GOLDMAN: Portland Track Festival director Craig Rice.

Mr. RICE: It's better to go for sub-four and blow up and run something you'd be unhappy with in a competitive race. It really is a rite of passage for the top milers that you have to take a shot.

(Soundbite of cheering)

Unidentified Man: This last lap is going to be a burner. It's going to be a burner.

(Soundbite of cheering)

Mr. RICE: Early every track season, somebody runs a fast time, gets under 4:10, or, you know, something like that. And then people start to wonder: Is it going to happen this time? Is this the guy that can do it?

GOLDMAN: The answer, says Craig Rice, usually is no. After Jim Ryan broke four minutes in 1964, he and two others ran sub-four miles the next three years. Then nothing until 2001, when Alan Webb set a new high school mile record. Why the long droughts? Theories abound.

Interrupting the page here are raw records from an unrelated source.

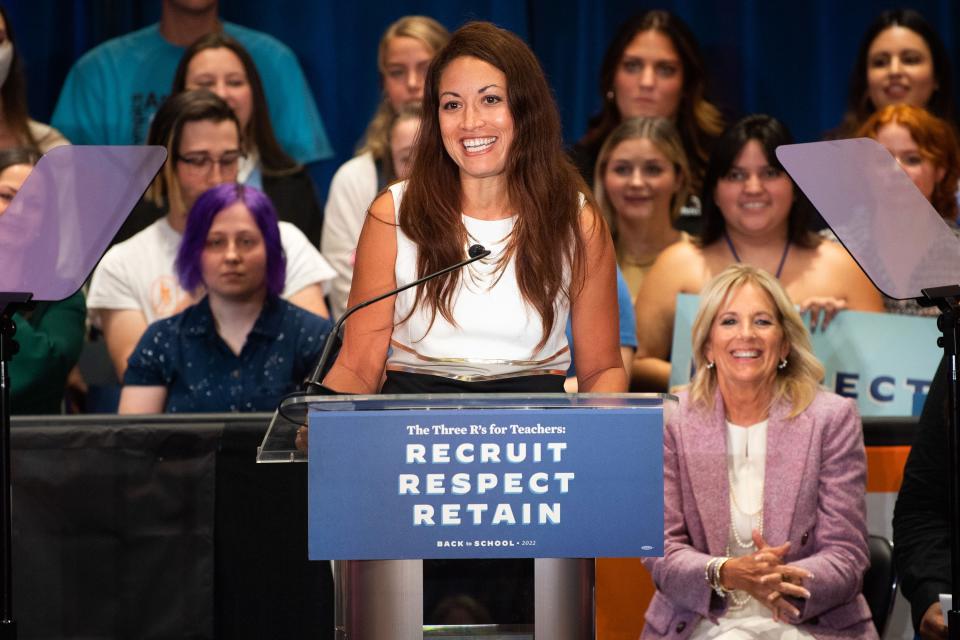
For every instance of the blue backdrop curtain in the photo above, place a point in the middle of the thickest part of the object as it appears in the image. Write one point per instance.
(790, 59)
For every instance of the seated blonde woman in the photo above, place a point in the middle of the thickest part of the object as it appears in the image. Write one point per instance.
(754, 214)
(642, 180)
(747, 553)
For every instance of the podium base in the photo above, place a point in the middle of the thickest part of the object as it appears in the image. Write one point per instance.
(384, 599)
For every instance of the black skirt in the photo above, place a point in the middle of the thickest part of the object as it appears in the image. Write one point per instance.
(401, 382)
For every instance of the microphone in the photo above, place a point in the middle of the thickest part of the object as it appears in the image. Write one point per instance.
(313, 385)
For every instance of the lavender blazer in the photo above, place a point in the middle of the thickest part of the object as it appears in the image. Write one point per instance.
(814, 496)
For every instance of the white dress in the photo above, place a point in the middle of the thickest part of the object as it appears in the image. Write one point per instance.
(746, 459)
(495, 333)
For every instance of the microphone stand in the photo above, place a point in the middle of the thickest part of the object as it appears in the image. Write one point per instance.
(9, 303)
(947, 299)
(314, 384)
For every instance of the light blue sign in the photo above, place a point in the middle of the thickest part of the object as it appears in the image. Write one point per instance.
(486, 483)
(884, 360)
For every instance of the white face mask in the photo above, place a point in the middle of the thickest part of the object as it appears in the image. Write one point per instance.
(6, 58)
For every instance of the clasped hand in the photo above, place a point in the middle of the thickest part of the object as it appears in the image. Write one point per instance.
(764, 575)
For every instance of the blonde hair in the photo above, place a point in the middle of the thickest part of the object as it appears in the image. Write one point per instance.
(798, 381)
(434, 35)
(664, 135)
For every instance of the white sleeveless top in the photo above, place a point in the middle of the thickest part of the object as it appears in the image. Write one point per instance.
(495, 332)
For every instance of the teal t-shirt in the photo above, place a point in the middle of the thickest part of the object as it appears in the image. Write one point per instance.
(113, 90)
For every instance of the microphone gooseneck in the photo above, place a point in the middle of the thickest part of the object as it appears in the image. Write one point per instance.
(313, 385)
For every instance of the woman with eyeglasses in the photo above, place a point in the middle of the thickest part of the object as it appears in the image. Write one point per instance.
(220, 64)
(134, 283)
(753, 213)
(240, 347)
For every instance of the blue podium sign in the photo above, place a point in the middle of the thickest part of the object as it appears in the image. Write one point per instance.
(486, 483)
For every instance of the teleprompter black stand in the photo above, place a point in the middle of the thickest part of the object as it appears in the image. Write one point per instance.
(51, 235)
(9, 302)
(907, 251)
(947, 299)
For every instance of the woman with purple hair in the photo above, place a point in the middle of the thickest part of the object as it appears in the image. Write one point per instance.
(241, 347)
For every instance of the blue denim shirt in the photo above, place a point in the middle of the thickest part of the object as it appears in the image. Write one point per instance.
(185, 354)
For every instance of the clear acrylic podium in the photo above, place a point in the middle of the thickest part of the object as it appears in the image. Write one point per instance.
(385, 598)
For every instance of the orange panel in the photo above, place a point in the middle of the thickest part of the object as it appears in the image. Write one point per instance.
(624, 588)
(885, 468)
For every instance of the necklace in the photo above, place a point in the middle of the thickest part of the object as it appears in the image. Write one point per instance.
(783, 258)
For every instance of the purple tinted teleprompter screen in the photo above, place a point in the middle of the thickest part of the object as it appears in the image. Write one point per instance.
(876, 211)
(65, 214)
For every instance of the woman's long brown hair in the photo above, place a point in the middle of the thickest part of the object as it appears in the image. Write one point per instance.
(544, 187)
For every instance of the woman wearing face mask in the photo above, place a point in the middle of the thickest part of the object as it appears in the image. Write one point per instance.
(50, 334)
(16, 127)
(220, 64)
(926, 148)
(753, 214)
(901, 60)
(653, 67)
(406, 49)
(641, 182)
(241, 346)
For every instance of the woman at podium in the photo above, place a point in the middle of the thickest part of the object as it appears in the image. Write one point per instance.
(488, 169)
(765, 530)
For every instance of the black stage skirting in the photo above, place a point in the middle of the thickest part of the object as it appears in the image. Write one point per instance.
(165, 527)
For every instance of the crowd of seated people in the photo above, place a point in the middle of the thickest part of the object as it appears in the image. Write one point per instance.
(231, 246)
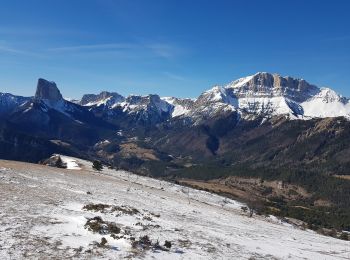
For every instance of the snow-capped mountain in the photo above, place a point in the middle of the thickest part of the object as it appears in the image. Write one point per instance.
(105, 98)
(268, 95)
(9, 102)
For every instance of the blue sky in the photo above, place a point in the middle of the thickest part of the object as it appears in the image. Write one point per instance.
(170, 47)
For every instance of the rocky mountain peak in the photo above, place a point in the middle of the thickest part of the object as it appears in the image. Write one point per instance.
(263, 84)
(104, 98)
(47, 90)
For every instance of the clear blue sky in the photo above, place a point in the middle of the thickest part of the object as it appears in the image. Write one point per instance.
(170, 47)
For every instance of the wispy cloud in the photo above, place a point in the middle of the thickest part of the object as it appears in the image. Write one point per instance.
(161, 50)
(173, 76)
(94, 47)
(164, 50)
(5, 48)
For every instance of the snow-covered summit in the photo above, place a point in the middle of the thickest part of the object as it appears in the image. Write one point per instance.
(109, 99)
(265, 94)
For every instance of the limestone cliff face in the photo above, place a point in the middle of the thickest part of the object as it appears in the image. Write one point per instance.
(47, 90)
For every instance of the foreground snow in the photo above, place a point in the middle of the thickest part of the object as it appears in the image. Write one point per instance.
(42, 217)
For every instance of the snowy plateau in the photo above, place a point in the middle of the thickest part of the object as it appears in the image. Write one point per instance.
(79, 213)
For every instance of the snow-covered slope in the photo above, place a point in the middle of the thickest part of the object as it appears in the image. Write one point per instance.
(267, 95)
(326, 103)
(108, 99)
(9, 102)
(54, 213)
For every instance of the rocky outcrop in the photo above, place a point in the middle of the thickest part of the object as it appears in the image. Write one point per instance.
(109, 99)
(47, 90)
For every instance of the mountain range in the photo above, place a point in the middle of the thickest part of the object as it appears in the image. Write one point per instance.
(96, 122)
(236, 140)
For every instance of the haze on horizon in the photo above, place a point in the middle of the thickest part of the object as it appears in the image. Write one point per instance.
(172, 48)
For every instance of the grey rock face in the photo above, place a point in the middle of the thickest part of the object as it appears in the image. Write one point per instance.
(47, 90)
(110, 98)
(268, 85)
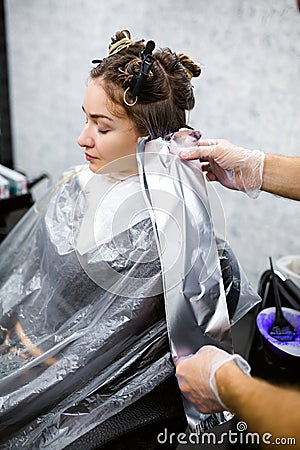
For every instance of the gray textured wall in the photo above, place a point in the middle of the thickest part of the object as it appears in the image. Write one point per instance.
(249, 91)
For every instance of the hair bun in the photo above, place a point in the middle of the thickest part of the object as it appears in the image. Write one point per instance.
(192, 69)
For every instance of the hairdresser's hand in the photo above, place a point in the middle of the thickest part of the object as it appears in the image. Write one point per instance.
(233, 166)
(196, 376)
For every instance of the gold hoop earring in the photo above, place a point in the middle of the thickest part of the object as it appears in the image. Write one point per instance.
(125, 101)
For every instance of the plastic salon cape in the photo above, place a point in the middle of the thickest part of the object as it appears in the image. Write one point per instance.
(87, 280)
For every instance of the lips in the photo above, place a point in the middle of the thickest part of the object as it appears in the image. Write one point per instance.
(89, 157)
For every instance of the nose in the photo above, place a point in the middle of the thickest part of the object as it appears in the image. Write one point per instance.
(85, 140)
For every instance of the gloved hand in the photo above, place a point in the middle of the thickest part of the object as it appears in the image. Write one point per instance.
(233, 166)
(196, 376)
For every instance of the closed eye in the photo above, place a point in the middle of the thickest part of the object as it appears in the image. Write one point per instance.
(103, 131)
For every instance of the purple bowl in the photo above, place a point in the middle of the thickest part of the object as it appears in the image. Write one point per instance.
(264, 321)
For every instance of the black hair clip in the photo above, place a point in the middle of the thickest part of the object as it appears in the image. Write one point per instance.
(147, 62)
(97, 61)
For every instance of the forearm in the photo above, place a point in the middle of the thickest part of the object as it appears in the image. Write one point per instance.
(264, 407)
(281, 176)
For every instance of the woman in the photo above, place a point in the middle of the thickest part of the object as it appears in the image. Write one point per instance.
(82, 322)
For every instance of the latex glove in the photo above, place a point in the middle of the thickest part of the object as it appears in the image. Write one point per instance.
(196, 376)
(234, 167)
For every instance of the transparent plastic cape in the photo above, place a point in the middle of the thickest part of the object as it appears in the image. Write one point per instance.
(198, 312)
(83, 297)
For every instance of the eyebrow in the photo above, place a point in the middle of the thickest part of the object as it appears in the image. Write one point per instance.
(96, 116)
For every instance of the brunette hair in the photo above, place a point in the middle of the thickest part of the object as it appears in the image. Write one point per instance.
(167, 93)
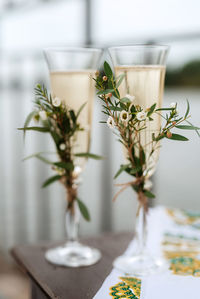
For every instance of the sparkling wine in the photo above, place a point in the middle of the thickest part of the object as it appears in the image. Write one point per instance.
(75, 88)
(146, 83)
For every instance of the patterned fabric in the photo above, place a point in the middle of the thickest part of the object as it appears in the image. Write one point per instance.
(130, 288)
(174, 234)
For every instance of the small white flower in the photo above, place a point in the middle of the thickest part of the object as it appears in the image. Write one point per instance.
(148, 185)
(173, 105)
(141, 115)
(62, 146)
(124, 116)
(56, 102)
(130, 97)
(111, 122)
(43, 115)
(129, 109)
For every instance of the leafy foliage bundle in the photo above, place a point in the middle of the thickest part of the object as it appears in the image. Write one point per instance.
(62, 124)
(128, 121)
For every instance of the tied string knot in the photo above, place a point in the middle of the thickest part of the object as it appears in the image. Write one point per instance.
(141, 196)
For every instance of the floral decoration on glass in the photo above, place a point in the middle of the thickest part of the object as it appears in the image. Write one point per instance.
(130, 122)
(62, 123)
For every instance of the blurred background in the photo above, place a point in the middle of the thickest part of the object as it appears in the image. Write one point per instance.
(27, 212)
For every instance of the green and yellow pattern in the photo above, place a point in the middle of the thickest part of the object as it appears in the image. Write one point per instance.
(128, 288)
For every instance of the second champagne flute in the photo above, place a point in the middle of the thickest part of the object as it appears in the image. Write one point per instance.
(71, 79)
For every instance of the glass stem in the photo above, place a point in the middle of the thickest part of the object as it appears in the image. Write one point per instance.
(141, 228)
(72, 222)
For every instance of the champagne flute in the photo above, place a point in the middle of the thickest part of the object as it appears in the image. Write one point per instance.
(144, 70)
(71, 80)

The change to the metric system in track and field in the 1970s meant fewer mile races. Less intense track training by kids in the 1980s and '90s might have had an effect. Whatever the reasons, a barrier that's regularly broken at older ages remains a barrier for high schoolers.

(Soundbite of cheering)

Unidentified Man: Bring it home.

(Soundbite of cheering)

Unidentified Man: Officially 4:02.90 - fantastic run.

GOLDMAN: In Portland, it was another close-but-no-cigars night at the track. Winner Mac Fleet was happy with a new personal record of 4:02.90 and not really disappointed that he couldn't shave three more seconds off his time.

Mr. FLEET: You can't be, because it's such a prestigious mark. No one is ever favored to break four minutes and - especially in high school. And, you know, there's a reason only four people have ever done it.

GOLDMAN: Next year, Fleet will join the University of Oregon's storied track team, where he seems destine to break four minutes as a college student.

Tom Goldman, NPR News, Portland.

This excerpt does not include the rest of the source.